This seems far simpler than SQL Injection of Buffer Overlow attacks. Why doesn't Time require some kind of registration? They could use registered users as a basis for, dare I say, "Web 2.0" features.
Registration instantly kills participation. This is a poll, not a transaction, or a subscription, or anything complicated like that - there's no reason to make it so.
A captcha would have worked nicely - hassle free, commitment free (remember, most of your visitors will flee for the hills as soon as you present a registration), and tough enough to crack that most people wouldn't even try. Even if you had a script that farmed captchas all day to manual labour the effect is still relatively small.
4chan, overall, might be silly, but /b/ is trolling elevated to an art form. absolutely, the most depraved and nihilistic of all the internet, so much so that it becomes something beautiful. /b/ is the works of Marquis De Sade, John Waters, Roger Corman, Banksy, Cortney Love and Dead Kennedys all rolled into one. (also, throw in Kant and Hegel for good measure, because /b/ operates under its own dialectic.)
It's the low points of humanity pursued with ecclesiastical rigor. /b/ will fuck you over in every possible way, for no reason, and you will get up whipping your bloody nose knowing you have made someone else's lulz possible.
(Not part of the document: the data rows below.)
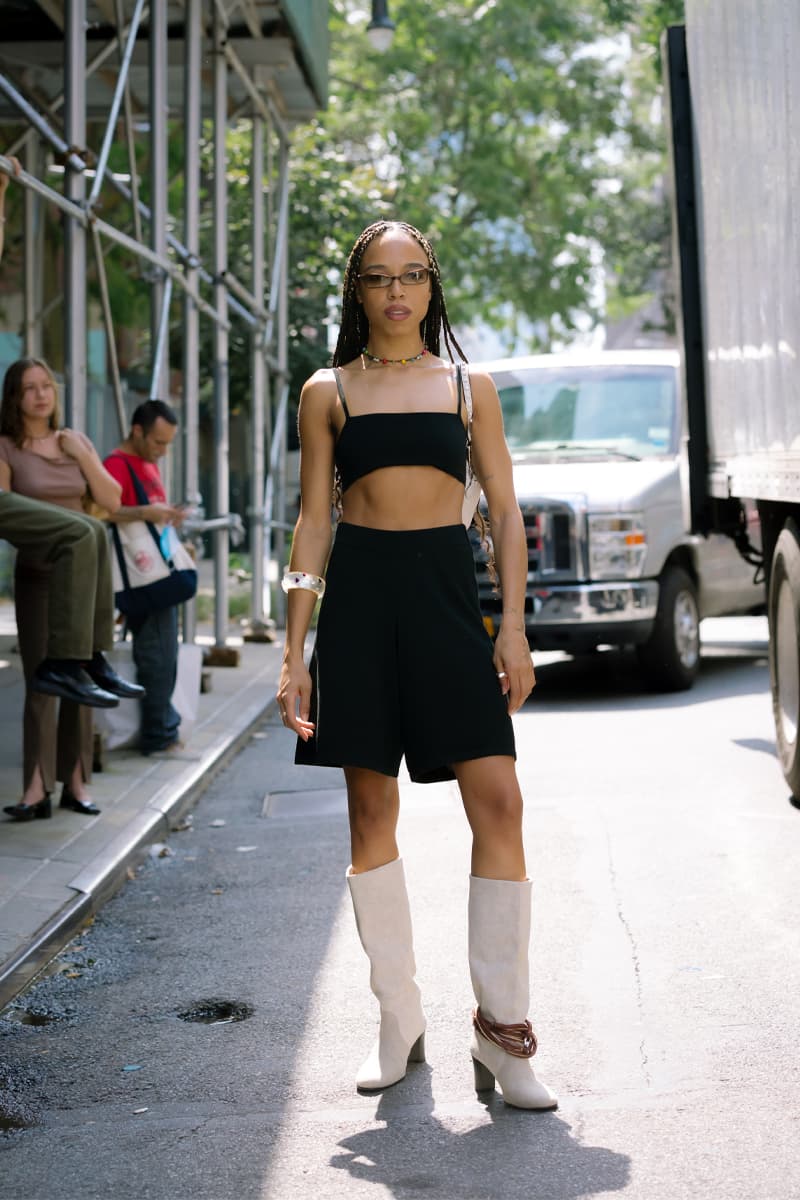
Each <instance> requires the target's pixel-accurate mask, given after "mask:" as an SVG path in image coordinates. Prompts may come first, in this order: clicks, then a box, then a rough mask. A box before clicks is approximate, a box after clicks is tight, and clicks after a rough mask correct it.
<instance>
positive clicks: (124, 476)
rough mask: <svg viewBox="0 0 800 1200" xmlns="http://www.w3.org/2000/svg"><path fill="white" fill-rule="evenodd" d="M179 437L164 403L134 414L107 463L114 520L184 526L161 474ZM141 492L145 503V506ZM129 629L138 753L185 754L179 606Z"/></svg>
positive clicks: (144, 754)
mask: <svg viewBox="0 0 800 1200" xmlns="http://www.w3.org/2000/svg"><path fill="white" fill-rule="evenodd" d="M176 432H178V416H176V415H175V412H174V409H172V408H170V406H169V404H167V403H164V401H163V400H148V401H145V402H144V403H143V404H139V406H138V408H137V409H136V410H134V413H133V416H132V418H131V432H130V433H128V436H127V438H126V439H125V440H124V442H122V443H121V445H119V446H118V448H116V450H114V451H113V452H112V454H110V455H109V456H108V457H107V458H106V460H104V467H106V469H107V470H108V472H109V473H110V474H112V475H113V476H114V479H115V480H116V481H118V482H119V484H120V485H121V487H122V500H121V505H120V508H119V509H118V511H116V512H115V514H114V515H113V516H112V517H110V518H109V520H110V521H113V522H115V523H118V524H121V523H125V522H127V521H150V522H152V523H154V524H155V526H157V527H160V528H163V527H166V526H174V527H180V524H181V523H182V521H184V518H185V515H186V512H185V510H184V509H181V508H178V506H175V505H172V504H169V503H168V502H167V493H166V491H164V485H163V481H162V478H161V472H160V470H158V460H160V458H163V457H164V455H166V454H167V451H168V450H169V446H170V445H172V443H173V440H174V438H175V434H176ZM133 476H136V481H134V479H133ZM137 484H138V485H139V486H138V487H137ZM142 492H144V496H145V497H146V499H148V503H146V504H142V500H140V493H142ZM128 628H130V630H131V634H132V635H133V661H134V662H136V668H137V680H138V682H139V683H140V684H142V686H143V688H144V689H145V692H146V695H145V696H144V698H143V700H142V725H140V731H139V749H140V751H142V754H144V755H151V754H161V752H167V754H170V752H174V751H176V750H180V749H181V742H180V740H179V736H178V734H179V730H180V722H181V719H180V714H179V712H178V709H176V708H175V707H174V704H173V702H172V695H173V691H174V689H175V678H176V674H178V607H176V606H173V607H170V608H161V610H158V611H157V612H151V613H148V614H146V616H145V617H139V618H137V619H136V620H134V619H128Z"/></svg>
And what pleasure!
I think Xoxohth/Autoadmit (a law school admissions forum that is actually about 20 trolls using 800 user names to "flame" each other) is more artsy than /b/, though it doesn't have quite as much force. XO has resulted in lawsuits, and it has also brought to trolling the "heroic women" and "guys at my high school" memes, the WGWAG acronym, whokebe and the word "pwnsive" (a corruption of "pensive").
Time used GET to execute the vote script? Initially someone could have set an IMG SRC to the desired URL, right? That's just nuts, you wouldn't even have to click a link at that point
I believe that "luck" alludes to one of them finding out that voters using an IPv6 address wouldn't be blocked (IPv4 sites got blocked if they voted for the same candidate more often than once every 13 seconds).